- 1/2 pound feta cheese, sliced 3/4 inch thick
- 1/4 cup extra-virgin olive oil
- 2 teaspoons oregano leaves
- 1/4 to 1/2 teaspoon crushed red pepper
- 1/4 teaspoon finely grated lemon zest
- 2 garlic cloves, thinly sliced
- 2 pounds cooking greens, such as kale, Swiss chard or beet greens, stemmed and coarsely chopped
- Salt and freshly ground pepper
- Assorted olives and crusty bread, for serving
- Preheat the oven to 375°. Cut the feta into large triangles and arrange them in a single layer in a baking dish. In a small bowl, combine 2 tablespoons of the olive oil with the oregano, crushed red pepper, lemon zest and half of the garlic slices. Spread the marinade all over the feta cheese and let stand for at least 5 minutes or up to an hour.

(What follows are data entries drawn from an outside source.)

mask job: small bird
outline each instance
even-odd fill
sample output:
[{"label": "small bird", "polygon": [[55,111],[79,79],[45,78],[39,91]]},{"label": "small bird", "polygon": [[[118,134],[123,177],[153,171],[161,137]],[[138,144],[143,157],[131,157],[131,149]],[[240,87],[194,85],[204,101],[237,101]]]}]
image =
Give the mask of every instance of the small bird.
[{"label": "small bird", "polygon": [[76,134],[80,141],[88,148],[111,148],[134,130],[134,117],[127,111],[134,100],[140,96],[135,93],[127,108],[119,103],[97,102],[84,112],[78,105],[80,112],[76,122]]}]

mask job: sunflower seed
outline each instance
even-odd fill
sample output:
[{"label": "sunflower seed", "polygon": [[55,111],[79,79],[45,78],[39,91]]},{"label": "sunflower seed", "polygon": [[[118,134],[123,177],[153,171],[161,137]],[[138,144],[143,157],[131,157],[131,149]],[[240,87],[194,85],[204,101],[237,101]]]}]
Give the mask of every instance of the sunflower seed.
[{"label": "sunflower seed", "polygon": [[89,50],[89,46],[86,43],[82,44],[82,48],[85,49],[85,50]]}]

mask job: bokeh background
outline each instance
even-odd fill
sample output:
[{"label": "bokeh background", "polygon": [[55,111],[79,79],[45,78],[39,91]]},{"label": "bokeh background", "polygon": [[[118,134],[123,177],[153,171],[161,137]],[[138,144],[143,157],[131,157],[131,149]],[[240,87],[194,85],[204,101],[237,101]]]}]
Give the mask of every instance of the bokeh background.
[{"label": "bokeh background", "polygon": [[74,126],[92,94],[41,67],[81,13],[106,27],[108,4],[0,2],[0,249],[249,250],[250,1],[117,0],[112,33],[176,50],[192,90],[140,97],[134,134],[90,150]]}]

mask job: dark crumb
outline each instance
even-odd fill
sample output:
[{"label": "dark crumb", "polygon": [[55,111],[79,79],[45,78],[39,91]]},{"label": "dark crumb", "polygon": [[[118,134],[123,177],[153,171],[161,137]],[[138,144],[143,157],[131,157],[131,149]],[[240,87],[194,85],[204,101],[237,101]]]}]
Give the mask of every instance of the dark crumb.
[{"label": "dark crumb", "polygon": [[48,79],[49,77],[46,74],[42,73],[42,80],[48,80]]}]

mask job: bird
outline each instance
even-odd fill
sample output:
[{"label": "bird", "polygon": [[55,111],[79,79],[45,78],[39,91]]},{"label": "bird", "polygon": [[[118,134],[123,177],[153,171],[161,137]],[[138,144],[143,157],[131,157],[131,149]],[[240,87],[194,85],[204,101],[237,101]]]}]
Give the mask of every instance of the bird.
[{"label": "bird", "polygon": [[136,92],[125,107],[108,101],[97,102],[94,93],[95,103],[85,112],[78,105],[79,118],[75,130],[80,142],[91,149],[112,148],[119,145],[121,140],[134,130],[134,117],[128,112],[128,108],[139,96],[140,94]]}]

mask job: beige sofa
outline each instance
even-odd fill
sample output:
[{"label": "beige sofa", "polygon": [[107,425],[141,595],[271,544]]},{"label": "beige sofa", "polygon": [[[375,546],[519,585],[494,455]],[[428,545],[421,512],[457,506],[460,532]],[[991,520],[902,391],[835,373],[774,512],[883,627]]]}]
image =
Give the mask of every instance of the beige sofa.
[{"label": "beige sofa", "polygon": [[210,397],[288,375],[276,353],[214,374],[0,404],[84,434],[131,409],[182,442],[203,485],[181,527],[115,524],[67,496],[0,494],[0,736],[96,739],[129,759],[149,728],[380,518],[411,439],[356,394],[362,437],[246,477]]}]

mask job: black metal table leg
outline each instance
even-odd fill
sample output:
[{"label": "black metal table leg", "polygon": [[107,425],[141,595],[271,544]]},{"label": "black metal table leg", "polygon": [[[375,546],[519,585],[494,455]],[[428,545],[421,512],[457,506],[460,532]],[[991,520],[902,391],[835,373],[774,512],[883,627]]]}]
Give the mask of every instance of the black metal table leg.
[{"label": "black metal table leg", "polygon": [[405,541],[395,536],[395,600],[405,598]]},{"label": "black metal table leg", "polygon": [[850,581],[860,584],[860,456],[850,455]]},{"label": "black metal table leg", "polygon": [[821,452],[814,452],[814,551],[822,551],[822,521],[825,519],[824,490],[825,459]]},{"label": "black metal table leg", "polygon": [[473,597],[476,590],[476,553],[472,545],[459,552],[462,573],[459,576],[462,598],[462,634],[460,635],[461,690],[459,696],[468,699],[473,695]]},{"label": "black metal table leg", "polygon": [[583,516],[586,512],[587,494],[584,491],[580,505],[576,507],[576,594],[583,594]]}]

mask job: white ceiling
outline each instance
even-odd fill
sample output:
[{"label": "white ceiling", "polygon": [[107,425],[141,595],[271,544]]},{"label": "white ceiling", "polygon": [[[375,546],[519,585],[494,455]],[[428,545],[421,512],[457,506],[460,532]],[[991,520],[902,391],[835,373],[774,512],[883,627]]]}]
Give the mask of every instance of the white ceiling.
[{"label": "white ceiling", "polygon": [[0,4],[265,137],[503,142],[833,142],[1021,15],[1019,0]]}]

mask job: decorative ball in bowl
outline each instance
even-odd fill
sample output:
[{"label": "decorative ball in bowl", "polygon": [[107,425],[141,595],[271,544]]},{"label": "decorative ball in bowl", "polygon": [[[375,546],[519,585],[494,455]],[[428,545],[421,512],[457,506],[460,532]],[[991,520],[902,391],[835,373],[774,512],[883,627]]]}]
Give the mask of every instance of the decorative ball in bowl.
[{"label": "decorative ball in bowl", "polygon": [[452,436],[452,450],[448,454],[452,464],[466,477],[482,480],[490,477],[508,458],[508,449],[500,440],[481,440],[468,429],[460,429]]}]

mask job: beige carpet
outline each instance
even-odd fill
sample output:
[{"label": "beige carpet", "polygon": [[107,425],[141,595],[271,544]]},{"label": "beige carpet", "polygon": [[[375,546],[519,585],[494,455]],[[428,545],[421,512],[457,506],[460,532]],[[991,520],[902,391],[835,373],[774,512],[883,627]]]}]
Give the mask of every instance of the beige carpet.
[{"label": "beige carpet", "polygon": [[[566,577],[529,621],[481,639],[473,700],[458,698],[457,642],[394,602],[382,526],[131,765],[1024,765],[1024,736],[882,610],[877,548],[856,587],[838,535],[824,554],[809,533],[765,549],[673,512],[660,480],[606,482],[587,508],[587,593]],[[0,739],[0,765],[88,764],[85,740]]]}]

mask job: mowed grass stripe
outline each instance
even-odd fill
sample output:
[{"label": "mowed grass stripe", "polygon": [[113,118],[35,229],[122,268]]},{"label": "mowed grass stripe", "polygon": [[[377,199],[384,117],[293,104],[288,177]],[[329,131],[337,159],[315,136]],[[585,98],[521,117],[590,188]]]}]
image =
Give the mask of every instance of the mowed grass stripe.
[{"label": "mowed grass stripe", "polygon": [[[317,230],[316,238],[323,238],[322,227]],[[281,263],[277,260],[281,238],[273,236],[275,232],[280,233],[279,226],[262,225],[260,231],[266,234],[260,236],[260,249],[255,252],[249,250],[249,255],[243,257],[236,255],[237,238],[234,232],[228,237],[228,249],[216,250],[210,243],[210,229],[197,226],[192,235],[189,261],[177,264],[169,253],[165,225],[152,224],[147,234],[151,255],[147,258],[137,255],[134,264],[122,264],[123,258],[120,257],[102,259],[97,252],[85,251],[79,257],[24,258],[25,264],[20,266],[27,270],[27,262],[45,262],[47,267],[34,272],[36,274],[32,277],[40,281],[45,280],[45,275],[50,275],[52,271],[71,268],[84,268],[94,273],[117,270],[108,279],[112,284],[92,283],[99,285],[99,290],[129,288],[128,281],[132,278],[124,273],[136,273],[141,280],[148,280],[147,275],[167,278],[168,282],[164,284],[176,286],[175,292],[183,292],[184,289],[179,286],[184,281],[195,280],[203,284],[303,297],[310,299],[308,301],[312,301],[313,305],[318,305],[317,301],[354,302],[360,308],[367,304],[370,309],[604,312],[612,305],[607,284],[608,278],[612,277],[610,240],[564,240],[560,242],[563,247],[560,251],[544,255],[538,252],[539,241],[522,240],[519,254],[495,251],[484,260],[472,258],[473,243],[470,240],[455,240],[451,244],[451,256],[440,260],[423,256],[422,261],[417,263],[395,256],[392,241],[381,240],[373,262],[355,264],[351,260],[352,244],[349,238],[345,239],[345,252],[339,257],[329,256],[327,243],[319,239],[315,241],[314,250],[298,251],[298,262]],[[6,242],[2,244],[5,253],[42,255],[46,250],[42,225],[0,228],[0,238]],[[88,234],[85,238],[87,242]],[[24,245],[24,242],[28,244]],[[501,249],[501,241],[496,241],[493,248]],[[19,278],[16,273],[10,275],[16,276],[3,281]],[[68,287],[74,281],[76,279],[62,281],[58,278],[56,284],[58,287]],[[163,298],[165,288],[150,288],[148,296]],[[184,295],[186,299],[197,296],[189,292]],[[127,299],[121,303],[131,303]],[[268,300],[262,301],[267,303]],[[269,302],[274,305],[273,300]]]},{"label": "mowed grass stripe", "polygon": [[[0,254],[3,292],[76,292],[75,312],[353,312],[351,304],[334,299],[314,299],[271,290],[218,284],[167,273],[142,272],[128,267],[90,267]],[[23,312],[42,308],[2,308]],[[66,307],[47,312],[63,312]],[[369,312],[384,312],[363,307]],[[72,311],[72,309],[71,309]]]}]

- In a large, deep skillet, heat the remaining 2 tablespoons of olive oil until shimmering. Add the remaining garlic and cook over moderate heat, stirring, until pale golden, 1 to 2 minutes. Add the greens, a handful at a time, and cook, stirring, until tender, about 4 minutes. Pour off any liquid, season with salt and pepper and keep warm.
- Bake the feta for about 5 minutes, or until heated through. Spoon the greens onto 4 plates and add the feta, olives and bread. Drizzle any feta juices over the bread and serve immediately.
Tart, herbal Sauvignon Blanc is almost a mandatory match here. Consider one from California.